Most people enter into a construction contract with the understanding that performance will occur within a specific timeframe. When that doesn’t happen, everyone tends to look to the terms of the contract for recourse. And if they find specific language, making it clear that time does matter – that “time is of the essence” – then they’ll have found a contract provision which could make all the difference.
When “time is of the essence” is included in a contract, delayed performance of any contract term will likely result in a material breach of the contract. This essentially allows the non-breaching party to terminate the contract. In a subcontract, the general contractor will specify a completion date and often include a “time is of the essence” provision. If the subcontractor does not complete its work on or before that date, the general contractor may choose to terminate the subcontract, hire another subcontractor to complete the job, and sue the original subcontractor for breach of contract.

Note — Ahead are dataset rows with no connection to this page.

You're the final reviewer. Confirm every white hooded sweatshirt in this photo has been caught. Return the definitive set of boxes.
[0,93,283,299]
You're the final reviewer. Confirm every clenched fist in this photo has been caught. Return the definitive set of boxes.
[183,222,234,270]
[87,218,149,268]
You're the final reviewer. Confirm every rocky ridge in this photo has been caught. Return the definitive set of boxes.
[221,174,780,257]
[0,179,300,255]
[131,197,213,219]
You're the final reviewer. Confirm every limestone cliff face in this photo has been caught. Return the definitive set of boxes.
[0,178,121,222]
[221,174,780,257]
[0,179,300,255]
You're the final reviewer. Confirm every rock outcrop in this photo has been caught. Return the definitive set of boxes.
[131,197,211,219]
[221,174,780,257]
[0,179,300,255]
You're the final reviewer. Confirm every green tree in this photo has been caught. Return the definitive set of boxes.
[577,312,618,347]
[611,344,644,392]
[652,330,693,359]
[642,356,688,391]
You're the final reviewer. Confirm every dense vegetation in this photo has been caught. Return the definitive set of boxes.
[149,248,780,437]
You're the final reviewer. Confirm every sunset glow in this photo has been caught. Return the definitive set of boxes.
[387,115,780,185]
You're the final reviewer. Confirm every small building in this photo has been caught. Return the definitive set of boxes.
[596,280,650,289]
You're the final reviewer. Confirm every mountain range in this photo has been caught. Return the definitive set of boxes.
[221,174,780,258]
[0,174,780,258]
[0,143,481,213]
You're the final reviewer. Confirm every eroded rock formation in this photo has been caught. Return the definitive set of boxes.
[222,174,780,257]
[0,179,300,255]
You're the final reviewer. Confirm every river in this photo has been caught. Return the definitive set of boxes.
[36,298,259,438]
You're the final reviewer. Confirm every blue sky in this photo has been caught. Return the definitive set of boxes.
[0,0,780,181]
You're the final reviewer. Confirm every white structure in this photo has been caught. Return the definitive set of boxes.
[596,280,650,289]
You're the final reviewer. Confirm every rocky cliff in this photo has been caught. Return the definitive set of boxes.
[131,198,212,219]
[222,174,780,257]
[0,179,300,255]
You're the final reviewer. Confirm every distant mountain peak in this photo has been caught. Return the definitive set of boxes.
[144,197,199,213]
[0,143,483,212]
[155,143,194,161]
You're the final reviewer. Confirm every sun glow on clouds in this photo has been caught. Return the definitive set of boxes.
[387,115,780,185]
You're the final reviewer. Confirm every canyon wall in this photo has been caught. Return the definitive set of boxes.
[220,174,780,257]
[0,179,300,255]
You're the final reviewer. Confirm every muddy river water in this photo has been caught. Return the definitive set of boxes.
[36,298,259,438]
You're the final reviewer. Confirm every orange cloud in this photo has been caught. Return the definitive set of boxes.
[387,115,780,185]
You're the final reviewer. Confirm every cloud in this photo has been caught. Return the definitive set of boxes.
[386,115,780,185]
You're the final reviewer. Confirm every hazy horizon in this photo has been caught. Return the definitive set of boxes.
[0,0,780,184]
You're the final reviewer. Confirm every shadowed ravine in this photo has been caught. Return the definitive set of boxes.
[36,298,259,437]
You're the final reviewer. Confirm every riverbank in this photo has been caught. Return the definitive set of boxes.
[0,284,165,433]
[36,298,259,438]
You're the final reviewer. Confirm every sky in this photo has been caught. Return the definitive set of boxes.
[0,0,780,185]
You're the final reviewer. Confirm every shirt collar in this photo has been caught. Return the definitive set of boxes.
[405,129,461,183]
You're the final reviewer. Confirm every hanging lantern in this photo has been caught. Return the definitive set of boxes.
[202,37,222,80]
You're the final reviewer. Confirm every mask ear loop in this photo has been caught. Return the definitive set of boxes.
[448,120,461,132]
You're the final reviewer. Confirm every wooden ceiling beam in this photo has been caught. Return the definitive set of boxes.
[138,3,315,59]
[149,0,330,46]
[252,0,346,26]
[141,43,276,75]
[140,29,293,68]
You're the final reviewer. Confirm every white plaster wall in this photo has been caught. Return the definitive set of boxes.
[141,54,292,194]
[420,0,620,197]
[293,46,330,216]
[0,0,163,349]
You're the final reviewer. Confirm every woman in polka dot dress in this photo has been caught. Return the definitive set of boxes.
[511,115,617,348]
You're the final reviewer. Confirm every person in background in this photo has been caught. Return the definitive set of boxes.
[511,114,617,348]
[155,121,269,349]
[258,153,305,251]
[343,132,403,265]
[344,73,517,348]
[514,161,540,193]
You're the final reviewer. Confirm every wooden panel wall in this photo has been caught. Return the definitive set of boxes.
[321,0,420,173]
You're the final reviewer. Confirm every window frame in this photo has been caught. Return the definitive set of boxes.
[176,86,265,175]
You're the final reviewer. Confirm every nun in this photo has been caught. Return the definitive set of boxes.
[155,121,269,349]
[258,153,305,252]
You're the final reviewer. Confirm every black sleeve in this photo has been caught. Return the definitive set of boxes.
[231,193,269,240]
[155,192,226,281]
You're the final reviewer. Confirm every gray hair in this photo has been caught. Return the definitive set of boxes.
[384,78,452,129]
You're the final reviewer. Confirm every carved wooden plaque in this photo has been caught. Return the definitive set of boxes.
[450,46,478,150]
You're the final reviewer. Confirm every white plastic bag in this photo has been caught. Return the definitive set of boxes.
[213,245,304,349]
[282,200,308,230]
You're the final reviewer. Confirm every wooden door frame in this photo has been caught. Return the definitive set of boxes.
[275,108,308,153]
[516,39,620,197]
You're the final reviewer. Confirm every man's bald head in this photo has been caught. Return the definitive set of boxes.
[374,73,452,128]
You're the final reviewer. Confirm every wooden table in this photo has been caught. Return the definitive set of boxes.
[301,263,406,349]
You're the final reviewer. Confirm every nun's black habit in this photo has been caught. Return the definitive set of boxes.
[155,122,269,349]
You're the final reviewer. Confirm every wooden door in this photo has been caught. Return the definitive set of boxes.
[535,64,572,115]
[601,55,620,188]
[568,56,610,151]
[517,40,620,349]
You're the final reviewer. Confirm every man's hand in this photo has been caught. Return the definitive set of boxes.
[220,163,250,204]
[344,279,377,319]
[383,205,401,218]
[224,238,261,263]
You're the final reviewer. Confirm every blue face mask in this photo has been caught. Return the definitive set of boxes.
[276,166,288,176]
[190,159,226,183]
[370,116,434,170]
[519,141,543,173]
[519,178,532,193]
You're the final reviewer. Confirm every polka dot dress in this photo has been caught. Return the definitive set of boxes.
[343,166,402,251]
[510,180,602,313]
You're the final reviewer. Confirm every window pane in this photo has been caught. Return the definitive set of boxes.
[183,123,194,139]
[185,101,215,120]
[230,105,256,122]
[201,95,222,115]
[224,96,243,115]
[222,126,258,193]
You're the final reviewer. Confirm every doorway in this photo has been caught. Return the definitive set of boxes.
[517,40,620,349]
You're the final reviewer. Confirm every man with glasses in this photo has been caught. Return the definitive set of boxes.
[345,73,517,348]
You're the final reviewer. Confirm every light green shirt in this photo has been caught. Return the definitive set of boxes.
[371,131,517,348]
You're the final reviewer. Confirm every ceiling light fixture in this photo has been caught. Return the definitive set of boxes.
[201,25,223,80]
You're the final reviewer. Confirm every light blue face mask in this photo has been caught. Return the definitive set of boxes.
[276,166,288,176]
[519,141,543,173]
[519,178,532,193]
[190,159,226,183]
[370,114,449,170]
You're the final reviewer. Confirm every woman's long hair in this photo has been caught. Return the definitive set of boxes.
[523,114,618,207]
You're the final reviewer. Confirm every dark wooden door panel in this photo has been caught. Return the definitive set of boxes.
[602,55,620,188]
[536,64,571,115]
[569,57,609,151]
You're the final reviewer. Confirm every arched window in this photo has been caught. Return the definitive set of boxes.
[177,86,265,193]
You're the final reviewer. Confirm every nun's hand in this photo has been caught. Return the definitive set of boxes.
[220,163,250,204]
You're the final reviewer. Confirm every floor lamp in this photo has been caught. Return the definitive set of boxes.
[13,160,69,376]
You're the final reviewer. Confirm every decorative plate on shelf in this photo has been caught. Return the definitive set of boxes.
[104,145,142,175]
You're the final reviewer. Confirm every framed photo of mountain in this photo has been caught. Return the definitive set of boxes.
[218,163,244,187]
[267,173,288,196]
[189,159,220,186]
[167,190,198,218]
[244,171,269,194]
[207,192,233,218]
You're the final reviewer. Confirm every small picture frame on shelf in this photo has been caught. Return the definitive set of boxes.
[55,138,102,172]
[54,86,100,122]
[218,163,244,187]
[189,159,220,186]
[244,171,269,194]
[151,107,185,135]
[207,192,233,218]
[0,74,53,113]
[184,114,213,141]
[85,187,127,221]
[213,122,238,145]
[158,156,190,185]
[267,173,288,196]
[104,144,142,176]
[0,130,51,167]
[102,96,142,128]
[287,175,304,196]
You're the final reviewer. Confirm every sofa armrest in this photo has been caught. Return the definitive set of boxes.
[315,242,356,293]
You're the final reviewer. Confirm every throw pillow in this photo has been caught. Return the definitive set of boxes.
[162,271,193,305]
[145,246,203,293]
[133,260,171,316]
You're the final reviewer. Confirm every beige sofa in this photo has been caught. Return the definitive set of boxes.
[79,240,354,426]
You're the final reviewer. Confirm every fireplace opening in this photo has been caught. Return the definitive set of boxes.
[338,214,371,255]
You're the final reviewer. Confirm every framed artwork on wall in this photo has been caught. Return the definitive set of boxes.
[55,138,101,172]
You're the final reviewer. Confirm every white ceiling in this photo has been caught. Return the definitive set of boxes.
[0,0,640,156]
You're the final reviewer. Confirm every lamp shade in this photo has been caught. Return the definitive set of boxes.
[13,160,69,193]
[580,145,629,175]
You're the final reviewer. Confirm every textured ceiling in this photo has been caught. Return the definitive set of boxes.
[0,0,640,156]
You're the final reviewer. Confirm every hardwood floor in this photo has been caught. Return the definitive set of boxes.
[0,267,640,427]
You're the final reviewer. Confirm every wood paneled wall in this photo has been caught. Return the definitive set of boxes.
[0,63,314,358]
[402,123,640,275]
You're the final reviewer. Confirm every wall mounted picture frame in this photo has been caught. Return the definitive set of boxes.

Interestingly, if a contract does not include such a “time is of the essence” provision, a delay will not be considered a material breach so long as performance is effectuated within a reasonable time. For example, a “time is of the essence” provision can be waived if the parties continue their dealings regardless of late performance.
To preserve a “time is of the essence” provision, it is advisable that extensions be in writing and note that the defaulting party is still in breach of the contract. In this way, if delays continue, one can still choose to terminate the contract.
So be mindful of “time is of the essence” provisions – they’re not just some generic contract provision but an important tool to enforce specific performance by a date certain.